Internada em um leito de terapia intensiva do Hospital da Restauração, a mulher trans de 32 anos que teve 40% do corpo queimado, após um adolescente ter ateado fogo nela, respira sem ajuda de aparelhos e evolui bem, com boa recuperação, segundo boletim médico divulgado nesta terça-feira (29). O estado de saúde dela permanece grave.
Ainda de acordo com o hospital, localizado na área central do Recife e onde ela está internada desde que foi vítima da tentativa de homicídio na quinta-feira (24), a paciente Roberta Silva deve passar por reavaliação médica para possível alta da Unidade de Terapia Intensiva e retorno enfermaria do Centro de Tratamento de Queimados no final desta terça.
No sábado (26), a paciente foi intubada e teve o braço esquerdo amputado devido à gravidade dos ferimentos. Na segunda-feira (28), ela foi extubada e passou por um banho especial para auxiliar na cicatrização das feridas.

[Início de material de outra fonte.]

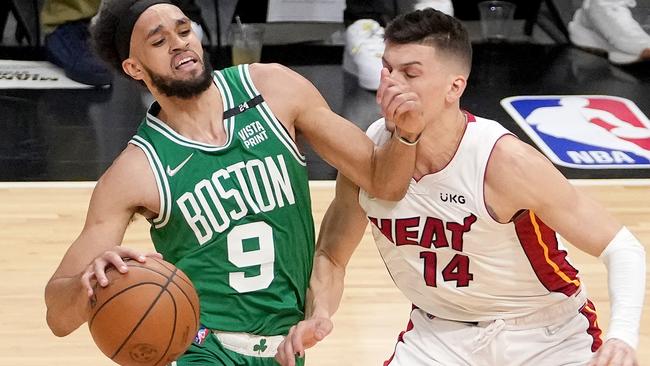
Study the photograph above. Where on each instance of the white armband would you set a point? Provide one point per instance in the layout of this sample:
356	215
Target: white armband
624	258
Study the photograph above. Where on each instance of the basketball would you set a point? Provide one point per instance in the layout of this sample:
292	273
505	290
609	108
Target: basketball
147	316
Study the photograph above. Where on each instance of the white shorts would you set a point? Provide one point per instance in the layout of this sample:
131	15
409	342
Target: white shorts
546	338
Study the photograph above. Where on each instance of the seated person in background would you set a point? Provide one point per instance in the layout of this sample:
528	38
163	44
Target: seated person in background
607	25
364	36
65	23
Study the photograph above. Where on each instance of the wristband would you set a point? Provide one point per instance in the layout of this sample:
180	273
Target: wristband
406	141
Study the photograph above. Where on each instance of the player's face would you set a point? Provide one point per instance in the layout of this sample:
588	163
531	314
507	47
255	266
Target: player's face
430	75
169	52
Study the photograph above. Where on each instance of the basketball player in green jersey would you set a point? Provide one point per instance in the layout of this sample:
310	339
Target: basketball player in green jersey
216	170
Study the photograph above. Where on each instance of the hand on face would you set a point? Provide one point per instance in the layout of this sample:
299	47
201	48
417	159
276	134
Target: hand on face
400	105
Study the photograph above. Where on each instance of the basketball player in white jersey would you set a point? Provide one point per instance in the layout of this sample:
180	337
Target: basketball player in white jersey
474	244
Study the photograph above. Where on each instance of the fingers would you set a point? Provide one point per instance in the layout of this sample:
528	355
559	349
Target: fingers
397	101
614	353
286	354
383	84
86	277
114	257
323	329
297	340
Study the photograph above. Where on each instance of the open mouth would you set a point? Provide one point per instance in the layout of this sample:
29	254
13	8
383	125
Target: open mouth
184	61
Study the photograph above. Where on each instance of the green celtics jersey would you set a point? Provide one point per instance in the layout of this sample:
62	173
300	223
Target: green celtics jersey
235	218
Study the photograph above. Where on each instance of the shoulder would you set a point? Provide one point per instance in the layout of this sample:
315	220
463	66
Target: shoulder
130	178
378	132
276	76
519	177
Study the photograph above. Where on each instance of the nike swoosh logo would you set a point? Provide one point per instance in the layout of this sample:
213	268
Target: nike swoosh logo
171	172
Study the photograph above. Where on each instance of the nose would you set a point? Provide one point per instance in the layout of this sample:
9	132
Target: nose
396	74
177	43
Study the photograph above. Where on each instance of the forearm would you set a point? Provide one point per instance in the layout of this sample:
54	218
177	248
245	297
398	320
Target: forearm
67	305
325	288
624	258
393	165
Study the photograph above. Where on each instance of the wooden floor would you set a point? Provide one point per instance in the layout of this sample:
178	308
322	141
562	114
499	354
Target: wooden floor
37	225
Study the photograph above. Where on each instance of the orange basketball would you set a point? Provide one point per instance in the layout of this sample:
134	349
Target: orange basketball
146	317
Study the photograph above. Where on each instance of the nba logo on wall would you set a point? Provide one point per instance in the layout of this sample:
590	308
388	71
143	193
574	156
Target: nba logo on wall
585	131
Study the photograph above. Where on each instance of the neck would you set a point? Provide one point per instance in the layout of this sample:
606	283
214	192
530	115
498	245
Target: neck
199	118
439	142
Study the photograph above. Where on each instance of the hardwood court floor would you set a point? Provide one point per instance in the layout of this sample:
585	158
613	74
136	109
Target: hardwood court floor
38	224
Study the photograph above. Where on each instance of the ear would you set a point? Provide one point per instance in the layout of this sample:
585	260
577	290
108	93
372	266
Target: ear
457	87
133	68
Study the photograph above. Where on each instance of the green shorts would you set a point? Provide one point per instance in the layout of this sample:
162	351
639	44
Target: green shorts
210	351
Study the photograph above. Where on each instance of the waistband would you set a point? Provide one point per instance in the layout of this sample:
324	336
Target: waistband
552	314
249	344
555	313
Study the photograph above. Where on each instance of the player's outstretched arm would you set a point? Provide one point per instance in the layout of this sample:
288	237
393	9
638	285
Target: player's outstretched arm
116	197
385	171
519	177
341	230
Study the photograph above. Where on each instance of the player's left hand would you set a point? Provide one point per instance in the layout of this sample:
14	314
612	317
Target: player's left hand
301	336
614	352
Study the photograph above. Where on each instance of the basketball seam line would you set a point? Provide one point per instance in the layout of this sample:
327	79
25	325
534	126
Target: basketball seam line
145	315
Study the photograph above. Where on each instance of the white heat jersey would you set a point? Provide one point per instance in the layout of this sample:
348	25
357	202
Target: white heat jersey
450	257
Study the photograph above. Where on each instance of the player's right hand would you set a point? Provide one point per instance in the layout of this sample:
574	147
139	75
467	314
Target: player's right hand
96	270
301	336
399	104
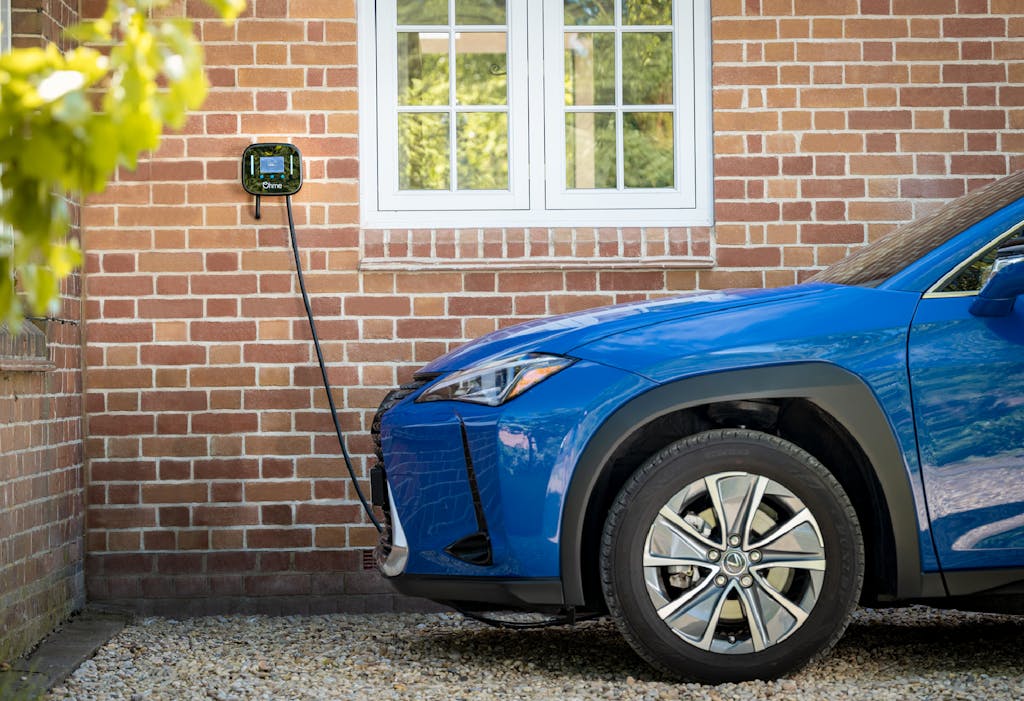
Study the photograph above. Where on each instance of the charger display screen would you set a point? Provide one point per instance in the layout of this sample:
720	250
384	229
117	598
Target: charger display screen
271	164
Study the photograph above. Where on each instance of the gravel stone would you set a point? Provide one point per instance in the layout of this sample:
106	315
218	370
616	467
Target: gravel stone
915	652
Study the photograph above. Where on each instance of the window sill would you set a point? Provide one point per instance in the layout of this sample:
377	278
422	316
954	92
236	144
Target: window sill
537	249
465	265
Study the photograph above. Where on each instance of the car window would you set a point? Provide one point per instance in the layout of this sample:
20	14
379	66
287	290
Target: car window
884	258
973	276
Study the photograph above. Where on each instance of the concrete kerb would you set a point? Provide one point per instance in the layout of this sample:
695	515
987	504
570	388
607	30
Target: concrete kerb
62	651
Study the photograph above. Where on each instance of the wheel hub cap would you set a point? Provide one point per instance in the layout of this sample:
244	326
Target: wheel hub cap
734	563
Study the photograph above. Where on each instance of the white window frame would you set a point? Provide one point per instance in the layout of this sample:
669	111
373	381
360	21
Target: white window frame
538	195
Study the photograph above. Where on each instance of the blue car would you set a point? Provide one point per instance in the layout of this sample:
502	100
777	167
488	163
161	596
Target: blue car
728	474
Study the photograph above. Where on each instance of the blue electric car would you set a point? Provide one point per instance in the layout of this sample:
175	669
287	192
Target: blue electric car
728	474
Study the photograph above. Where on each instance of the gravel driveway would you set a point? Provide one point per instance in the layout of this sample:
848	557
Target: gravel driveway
913	653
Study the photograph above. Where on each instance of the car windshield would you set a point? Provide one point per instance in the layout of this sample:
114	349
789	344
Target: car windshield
883	259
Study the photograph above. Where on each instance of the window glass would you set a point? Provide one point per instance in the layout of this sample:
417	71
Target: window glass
479	11
423	69
544	112
973	277
422	11
590	12
620	119
443	142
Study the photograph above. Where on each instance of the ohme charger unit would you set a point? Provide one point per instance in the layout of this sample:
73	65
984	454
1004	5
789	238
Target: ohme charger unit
273	169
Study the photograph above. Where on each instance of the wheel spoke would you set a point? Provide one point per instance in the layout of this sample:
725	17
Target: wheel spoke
777	536
686	532
735	497
794	610
792	563
654	560
694	616
755	618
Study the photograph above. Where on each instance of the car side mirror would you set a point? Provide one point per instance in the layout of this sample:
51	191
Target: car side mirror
1005	282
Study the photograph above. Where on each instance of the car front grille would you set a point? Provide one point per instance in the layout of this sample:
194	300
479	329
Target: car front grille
392	398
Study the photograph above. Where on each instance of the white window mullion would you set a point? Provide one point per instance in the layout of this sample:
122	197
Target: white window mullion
453	102
620	141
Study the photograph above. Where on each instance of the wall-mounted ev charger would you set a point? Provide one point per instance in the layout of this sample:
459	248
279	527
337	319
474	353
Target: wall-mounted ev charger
275	169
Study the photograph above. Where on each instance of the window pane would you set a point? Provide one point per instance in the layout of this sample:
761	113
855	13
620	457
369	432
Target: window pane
590	150
646	68
646	11
423	151
483	151
423	11
590	68
589	12
648	145
423	69
479	11
481	68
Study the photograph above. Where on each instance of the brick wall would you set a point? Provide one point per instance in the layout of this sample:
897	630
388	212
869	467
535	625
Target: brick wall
42	513
213	477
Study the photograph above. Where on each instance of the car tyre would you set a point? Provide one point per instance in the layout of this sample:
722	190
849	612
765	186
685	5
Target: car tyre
731	555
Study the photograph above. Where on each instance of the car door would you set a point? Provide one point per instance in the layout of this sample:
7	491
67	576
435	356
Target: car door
967	377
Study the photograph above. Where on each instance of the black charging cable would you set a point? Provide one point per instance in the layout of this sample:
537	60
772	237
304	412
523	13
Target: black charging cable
320	357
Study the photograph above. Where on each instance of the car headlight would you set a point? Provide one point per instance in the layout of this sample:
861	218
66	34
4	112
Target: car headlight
497	382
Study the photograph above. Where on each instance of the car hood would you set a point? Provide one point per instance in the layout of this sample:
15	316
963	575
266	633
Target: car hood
561	334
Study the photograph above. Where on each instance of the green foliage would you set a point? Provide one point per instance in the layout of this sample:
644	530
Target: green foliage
68	120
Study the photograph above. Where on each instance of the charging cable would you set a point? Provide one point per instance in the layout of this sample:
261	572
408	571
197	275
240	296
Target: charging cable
320	358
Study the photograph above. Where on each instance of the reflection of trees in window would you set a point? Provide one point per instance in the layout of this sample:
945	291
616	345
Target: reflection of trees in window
596	95
481	137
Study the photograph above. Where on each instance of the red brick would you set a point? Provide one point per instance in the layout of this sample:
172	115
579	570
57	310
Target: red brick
934	188
832	233
276	538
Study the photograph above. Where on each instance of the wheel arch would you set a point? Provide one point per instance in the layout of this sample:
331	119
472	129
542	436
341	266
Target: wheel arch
857	438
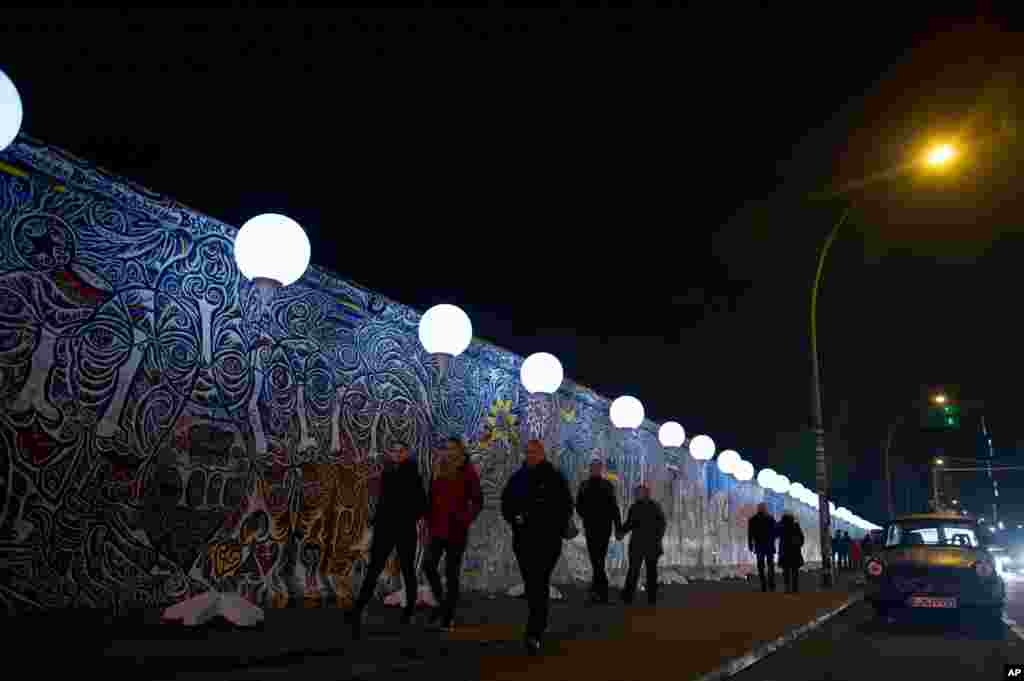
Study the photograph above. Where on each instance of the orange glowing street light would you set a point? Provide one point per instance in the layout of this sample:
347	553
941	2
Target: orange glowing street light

O médico Marcos Barretto, chefe da Unidade de Queimados do HR, informou que Roberta relatou estar dormindo quando foi agredida.
Segundo Barretto, a paciente teve comprometimento na cabeça e queimaduras de 3º grau no tronco, braços e perna esquerda, sendo que a mão direita estava em garra, com risco de precisar ser amputada.
A codeputada Robeyoncé Lima, do mandato coletivo Juntas (PSOL), foi até o Hospital da Restauração para conversar com a vítima, na sexta-feira (25). Após a visita, a parlamentar contou que Roberta acredita que foi vítima de LGBTfobia.
Crime
A tentativa de homicídio ocorreu perto do terminal de ônibus do Cais de Santa Rita, na área central do Recife, na madrugada da quinta-feira (24). Segundo o boletim de ocorrência, ao qual o G1 teve acesso, testemunhas do crime disseram à Polícia Militar que um adolescente estava com a mulher trans, que é moradora de rua, em um barraco de lona e ateou fogo no corpo dela.
Em seguida, ele tentou fugir, mas foi apreendido por policiais militares que faziam rondas nas proximidades. O adolescente foi autuado em flagrante por "ato infracional análogo a homicídio doloso tentado", segundo a Polícia Civil, que registrou o caso na 7ª Delegacia de Plantão da Criança e do Adolescente, no Recife.
O delegado José Renato informou que o adolescente foi levado para a Unidade de Atendimento Inicial (Uniai) da Fundação de Atendimento Socioeducativo (Funase).